Re: [PATCH 1/2] pack-objects: Teach --use-bitmap-index codepath to respect --local, --honor-pack-keep and --incremental

[Date Prev][Date Next][Thread Prev][Thread Next][Date Index][Thread Index]

 



Kirill Smelkov <kirr@xxxxxxxxxx> writes:

> ---- 8< ----
> From: Kirill Smelkov <kirr@xxxxxxxxxx>
> Subject: [PATCH v3] pack-objects: Teach --use-bitmap-index codepath to respect
>  --local, --honor-pack-keep and --incremental

(Not a question to Kirill)

Hmph.  I suspect that handling of in-body header by mailinfo not
prepared to see RFC2822 header folding.  "am -c" gives a single line
subject with " --local ..." as its first line in the body.

I'll leave it as a low-hanging fruit for somebody to fix ;-)

	Subject: pack-objects: respect --local, etc. when bitmap is in use

might be shorter and more to the point, anyway.

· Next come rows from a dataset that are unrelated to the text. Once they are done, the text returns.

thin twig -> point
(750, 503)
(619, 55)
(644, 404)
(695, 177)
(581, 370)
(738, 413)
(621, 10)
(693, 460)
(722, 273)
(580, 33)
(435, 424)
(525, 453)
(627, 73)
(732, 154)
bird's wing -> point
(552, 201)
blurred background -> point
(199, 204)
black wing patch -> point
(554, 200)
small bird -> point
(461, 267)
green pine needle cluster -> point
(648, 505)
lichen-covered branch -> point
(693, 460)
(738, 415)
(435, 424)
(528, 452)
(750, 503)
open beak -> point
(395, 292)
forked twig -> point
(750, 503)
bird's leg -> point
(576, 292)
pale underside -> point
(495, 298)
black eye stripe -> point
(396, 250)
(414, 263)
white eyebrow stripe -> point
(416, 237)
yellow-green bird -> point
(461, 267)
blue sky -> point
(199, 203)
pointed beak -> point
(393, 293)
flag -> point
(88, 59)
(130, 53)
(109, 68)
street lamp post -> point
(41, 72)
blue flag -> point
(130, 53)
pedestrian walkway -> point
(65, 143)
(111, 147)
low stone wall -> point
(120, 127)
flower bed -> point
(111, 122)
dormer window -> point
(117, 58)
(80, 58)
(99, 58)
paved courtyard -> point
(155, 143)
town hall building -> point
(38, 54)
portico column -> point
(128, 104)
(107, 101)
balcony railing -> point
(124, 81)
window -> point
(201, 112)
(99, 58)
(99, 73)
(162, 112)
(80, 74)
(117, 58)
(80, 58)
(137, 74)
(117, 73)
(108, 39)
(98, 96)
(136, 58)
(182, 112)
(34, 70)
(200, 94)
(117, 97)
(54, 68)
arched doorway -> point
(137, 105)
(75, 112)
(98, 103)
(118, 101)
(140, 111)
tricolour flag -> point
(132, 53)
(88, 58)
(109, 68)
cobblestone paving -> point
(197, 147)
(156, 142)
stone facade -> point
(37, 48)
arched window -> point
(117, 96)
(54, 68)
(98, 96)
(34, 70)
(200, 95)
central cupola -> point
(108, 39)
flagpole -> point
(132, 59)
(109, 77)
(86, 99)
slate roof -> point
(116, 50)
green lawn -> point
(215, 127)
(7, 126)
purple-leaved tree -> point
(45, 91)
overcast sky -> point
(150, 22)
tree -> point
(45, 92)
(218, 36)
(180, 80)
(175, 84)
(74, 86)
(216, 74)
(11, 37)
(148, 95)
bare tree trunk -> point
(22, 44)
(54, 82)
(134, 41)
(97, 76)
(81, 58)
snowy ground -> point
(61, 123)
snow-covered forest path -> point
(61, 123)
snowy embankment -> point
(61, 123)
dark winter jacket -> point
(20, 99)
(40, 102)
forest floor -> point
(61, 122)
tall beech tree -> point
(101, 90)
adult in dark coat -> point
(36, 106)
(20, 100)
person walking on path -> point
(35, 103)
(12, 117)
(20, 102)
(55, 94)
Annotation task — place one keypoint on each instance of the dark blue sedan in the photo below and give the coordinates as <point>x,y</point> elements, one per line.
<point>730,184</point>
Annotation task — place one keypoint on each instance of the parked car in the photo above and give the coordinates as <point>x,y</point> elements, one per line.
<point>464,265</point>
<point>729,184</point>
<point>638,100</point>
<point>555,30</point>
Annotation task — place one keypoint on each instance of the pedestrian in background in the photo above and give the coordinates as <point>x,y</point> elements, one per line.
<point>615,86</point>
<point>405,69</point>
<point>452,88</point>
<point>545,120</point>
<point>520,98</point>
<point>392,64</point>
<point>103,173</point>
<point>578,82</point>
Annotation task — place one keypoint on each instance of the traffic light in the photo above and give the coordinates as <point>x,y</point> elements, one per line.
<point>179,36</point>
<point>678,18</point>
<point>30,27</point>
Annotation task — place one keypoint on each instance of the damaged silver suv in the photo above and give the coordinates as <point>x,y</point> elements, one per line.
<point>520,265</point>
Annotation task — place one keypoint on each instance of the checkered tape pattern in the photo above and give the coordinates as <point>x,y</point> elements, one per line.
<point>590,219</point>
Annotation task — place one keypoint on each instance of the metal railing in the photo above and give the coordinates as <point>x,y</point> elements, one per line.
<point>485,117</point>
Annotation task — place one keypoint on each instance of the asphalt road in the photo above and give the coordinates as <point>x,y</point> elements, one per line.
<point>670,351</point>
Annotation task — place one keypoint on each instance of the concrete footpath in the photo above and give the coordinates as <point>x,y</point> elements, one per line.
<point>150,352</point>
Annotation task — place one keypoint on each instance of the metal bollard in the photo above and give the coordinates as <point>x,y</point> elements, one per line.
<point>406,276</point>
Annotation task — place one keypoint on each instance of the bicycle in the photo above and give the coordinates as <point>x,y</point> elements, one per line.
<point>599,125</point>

> diff --git a/builtin/pack-objects.c b/builtin/pack-objects.c
> index c4c2a3c..e06c1bf 100644
> --- a/builtin/pack-objects.c
> +++ b/builtin/pack-objects.c
> @@ -944,13 +944,45 @@ static int have_duplicate_entry(const unsigned char *sha1,
>  	return 1;
>  }
>  
> +static int want_found_object(int exclude, struct packed_git *p)
> +{
> +	if (exclude)
> +		return 1;
> +	if (incremental)
> +		return 0;
> +
> +	/*
> +	 * When asked to do --local (do not include an
> +	 * object that appears in a pack we borrow
> +	 * from elsewhere) or --honor-pack-keep (do not
> +	 * include an object that appears in a pack marked
> +	 * with .keep), we need to make sure no copy of this
> +	 * object come from in _any_ pack that causes us to
> +	 * omit it, and need to complete this loop.  When
> +	 * neither option is in effect, we know the object
> +	 * we just found is going to be packed, so break
> +	 * out of the search loop now.
> +	 */

The blame is mine, but "no copy of this object appears in _any_ pack"
would be more correct and easier to read.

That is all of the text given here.